In a move that could spare huge numbers of dogs and cats untold suffering, Victorian Agriculture Minister Jaala Pulford has announced the state government’s plans to ban large-scale breeding facilities:
This state-wide ban – slated to be introduced by the end of the year – will be the first of its kind in Australia and will put pressure on other states to follow suit.
Discussing the need for national legislation, Oscar’s Law reports:
The industry are trying to fight back so the legislation fails to pass.
We know this legislation will work. The puppy farmers know it will too, which is why some of the larger puppy factories have already purchased properties in [Queensland] and recently [New South Wales]. One puppy farmer has just spent $520,000 on land to relocate 150 breeding dogs out of Victoria.
It is vital that this legislation is supported and passed in Victoria, and then in other states so we have national consistency and shut down this industry once and for all.
Although it won’t end the breeding of dogs altogether, the new legislation will restrict breeding facilities to a maximum of 10 dogs and limit the number of litters per dog used for breeding to five. Pet shops will be allowed to sell only puppies and kittens from rescue organisations.
Why Angry Breeders Are Missing the Point
The ABC recently reported on this story and publicised interviews with both a breeder and a pet-shop owner.
Both spoke out against the proposed changes and were quick to defend their “high standards” of caring for animals.
What both failed to acknowledge, though, is that all breeding is highly problematic – whether animals come from an industrial-scale puppy factory or a small home business.
More than 200,000 healthy dogs and cats are euthanised in Australia every year, simply because there aren’t enough good homes for them.
Every time someone brings another animal into the world, others who are languishing in shelters lose a chance at finding a family.
No matter how high the “welfare standards”, we simply cannot continue to breed dogs and cats when we have such a huge overpopulation problem.
And of course, time and time again, we’ve seen cats and dogs suffering from abuse and neglect in breeding facilities across the nation. We simply can’t trust these facilities – especially those that operate on a large scale – to meet the complex social, physical, and emotional needs of cats and dogs.
We must also acknowledge the associated health risks when we breed animals to display so-called “desirable traits” or create “designer breeds”.
Great Leaps Forward
The Victorian Government’s new legislation will go a long way towards addressing many of the issues involving the breeding and sale of dogs and cats in the state.
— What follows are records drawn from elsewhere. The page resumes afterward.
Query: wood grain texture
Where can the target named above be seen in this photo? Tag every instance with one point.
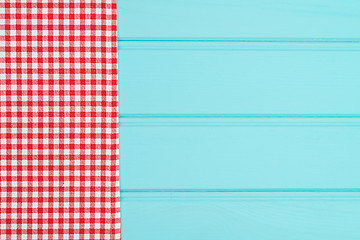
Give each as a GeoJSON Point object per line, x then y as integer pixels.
{"type": "Point", "coordinates": [240, 82]}
{"type": "Point", "coordinates": [239, 157]}
{"type": "Point", "coordinates": [233, 219]}
{"type": "Point", "coordinates": [189, 19]}
{"type": "Point", "coordinates": [239, 119]}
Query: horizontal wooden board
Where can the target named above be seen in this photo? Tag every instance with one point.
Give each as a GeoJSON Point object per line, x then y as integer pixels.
{"type": "Point", "coordinates": [247, 154]}
{"type": "Point", "coordinates": [268, 79]}
{"type": "Point", "coordinates": [173, 19]}
{"type": "Point", "coordinates": [240, 218]}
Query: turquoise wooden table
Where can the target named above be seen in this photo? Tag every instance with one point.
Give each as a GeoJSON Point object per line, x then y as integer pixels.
{"type": "Point", "coordinates": [239, 119]}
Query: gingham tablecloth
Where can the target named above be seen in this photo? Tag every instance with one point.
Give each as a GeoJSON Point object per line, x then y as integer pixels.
{"type": "Point", "coordinates": [59, 120]}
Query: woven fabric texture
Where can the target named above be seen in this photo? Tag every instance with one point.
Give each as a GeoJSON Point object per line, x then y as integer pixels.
{"type": "Point", "coordinates": [59, 120]}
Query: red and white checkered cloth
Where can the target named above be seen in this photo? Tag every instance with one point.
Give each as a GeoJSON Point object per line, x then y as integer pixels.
{"type": "Point", "coordinates": [59, 120]}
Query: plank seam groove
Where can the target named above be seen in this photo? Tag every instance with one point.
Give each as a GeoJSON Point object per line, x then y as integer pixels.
{"type": "Point", "coordinates": [239, 116]}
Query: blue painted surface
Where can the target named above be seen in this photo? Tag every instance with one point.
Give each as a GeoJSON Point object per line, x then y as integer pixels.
{"type": "Point", "coordinates": [239, 119]}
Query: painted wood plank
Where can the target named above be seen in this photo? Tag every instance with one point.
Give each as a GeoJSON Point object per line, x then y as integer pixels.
{"type": "Point", "coordinates": [258, 81]}
{"type": "Point", "coordinates": [173, 19]}
{"type": "Point", "coordinates": [263, 155]}
{"type": "Point", "coordinates": [241, 218]}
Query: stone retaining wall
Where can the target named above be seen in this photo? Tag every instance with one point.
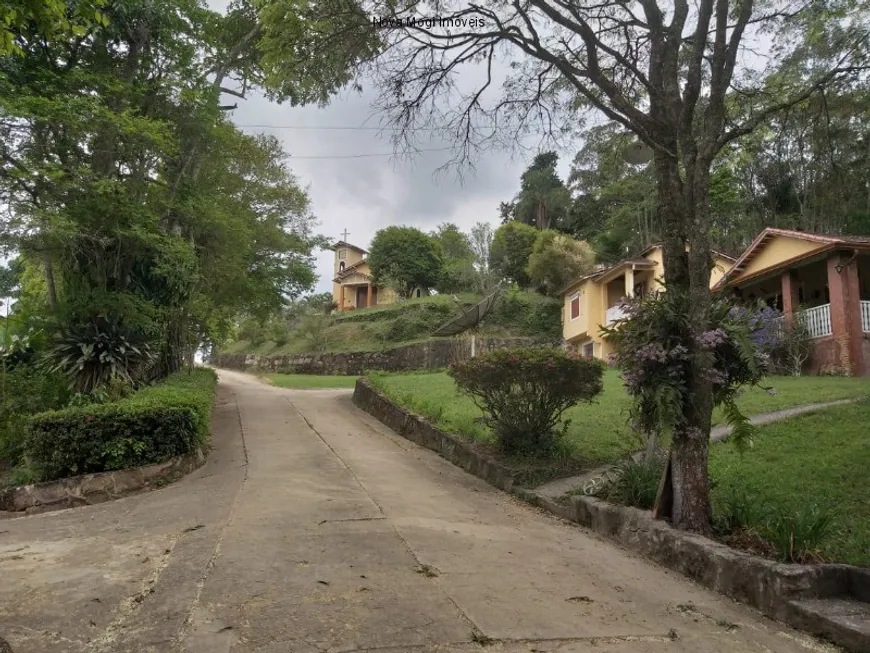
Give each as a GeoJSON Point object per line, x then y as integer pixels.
{"type": "Point", "coordinates": [95, 488]}
{"type": "Point", "coordinates": [781, 591]}
{"type": "Point", "coordinates": [432, 354]}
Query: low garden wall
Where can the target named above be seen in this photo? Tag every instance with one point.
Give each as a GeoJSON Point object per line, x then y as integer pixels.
{"type": "Point", "coordinates": [783, 591]}
{"type": "Point", "coordinates": [432, 354]}
{"type": "Point", "coordinates": [95, 488]}
{"type": "Point", "coordinates": [100, 451]}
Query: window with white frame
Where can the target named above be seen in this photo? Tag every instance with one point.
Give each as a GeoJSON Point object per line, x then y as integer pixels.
{"type": "Point", "coordinates": [575, 305]}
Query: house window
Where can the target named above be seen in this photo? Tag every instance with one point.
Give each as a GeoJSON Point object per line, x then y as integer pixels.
{"type": "Point", "coordinates": [639, 289]}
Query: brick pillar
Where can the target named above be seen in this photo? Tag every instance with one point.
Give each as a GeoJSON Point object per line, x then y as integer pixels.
{"type": "Point", "coordinates": [846, 312]}
{"type": "Point", "coordinates": [790, 298]}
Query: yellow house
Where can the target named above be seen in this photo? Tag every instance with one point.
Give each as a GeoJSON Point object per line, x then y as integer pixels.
{"type": "Point", "coordinates": [825, 279]}
{"type": "Point", "coordinates": [593, 301]}
{"type": "Point", "coordinates": [352, 285]}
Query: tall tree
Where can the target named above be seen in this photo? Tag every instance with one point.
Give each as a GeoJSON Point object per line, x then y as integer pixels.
{"type": "Point", "coordinates": [511, 248]}
{"type": "Point", "coordinates": [143, 204]}
{"type": "Point", "coordinates": [543, 200]}
{"type": "Point", "coordinates": [406, 258]}
{"type": "Point", "coordinates": [557, 260]}
{"type": "Point", "coordinates": [669, 72]}
{"type": "Point", "coordinates": [458, 273]}
{"type": "Point", "coordinates": [481, 244]}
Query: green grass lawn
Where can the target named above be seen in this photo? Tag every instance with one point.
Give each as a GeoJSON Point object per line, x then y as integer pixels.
{"type": "Point", "coordinates": [821, 459]}
{"type": "Point", "coordinates": [598, 432]}
{"type": "Point", "coordinates": [310, 381]}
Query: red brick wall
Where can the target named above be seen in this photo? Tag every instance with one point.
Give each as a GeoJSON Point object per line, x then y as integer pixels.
{"type": "Point", "coordinates": [824, 357]}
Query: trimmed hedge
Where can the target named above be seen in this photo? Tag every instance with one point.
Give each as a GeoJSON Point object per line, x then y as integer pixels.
{"type": "Point", "coordinates": [150, 426]}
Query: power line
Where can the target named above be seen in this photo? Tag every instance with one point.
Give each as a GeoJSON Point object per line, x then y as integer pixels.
{"type": "Point", "coordinates": [339, 128]}
{"type": "Point", "coordinates": [362, 156]}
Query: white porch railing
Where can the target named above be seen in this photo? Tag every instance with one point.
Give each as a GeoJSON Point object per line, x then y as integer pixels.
{"type": "Point", "coordinates": [817, 320]}
{"type": "Point", "coordinates": [613, 314]}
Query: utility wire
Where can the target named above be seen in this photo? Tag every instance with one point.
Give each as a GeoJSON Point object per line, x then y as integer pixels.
{"type": "Point", "coordinates": [362, 156]}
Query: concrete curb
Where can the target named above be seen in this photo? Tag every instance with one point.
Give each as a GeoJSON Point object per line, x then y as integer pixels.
{"type": "Point", "coordinates": [785, 592]}
{"type": "Point", "coordinates": [94, 488]}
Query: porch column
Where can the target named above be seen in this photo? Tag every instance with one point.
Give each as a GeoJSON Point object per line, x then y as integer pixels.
{"type": "Point", "coordinates": [846, 312]}
{"type": "Point", "coordinates": [790, 297]}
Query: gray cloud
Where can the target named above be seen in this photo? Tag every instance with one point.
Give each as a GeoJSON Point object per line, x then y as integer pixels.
{"type": "Point", "coordinates": [363, 195]}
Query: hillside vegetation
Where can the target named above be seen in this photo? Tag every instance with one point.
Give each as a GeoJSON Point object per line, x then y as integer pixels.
{"type": "Point", "coordinates": [516, 314]}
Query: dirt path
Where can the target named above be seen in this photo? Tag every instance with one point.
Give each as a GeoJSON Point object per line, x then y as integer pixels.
{"type": "Point", "coordinates": [321, 531]}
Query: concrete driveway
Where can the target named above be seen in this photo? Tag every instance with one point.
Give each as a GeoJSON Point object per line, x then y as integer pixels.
{"type": "Point", "coordinates": [312, 528]}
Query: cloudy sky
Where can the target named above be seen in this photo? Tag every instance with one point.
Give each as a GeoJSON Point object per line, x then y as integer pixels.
{"type": "Point", "coordinates": [368, 193]}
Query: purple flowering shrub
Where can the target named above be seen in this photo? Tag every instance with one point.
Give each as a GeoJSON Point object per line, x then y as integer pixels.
{"type": "Point", "coordinates": [524, 392]}
{"type": "Point", "coordinates": [657, 344]}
Other states must indeed follow suit, and we must see mass breeding and pet-store sales of dogs and cats end in Australia.
Other parts of the country have also begun introducing mandatory desexing and microchipping of companion animals, which will help curb the overpopulation problem.
We must keep pressure on those states that have yet to take action on these important issues.
How You Can Help
If you already have companion animals in your life, please make sure that they’re desexed and microchipped.
And if you’re thinking about adding a cat or dog to your family, please adopt from an animal shelter and encourage everyone you know to do the same.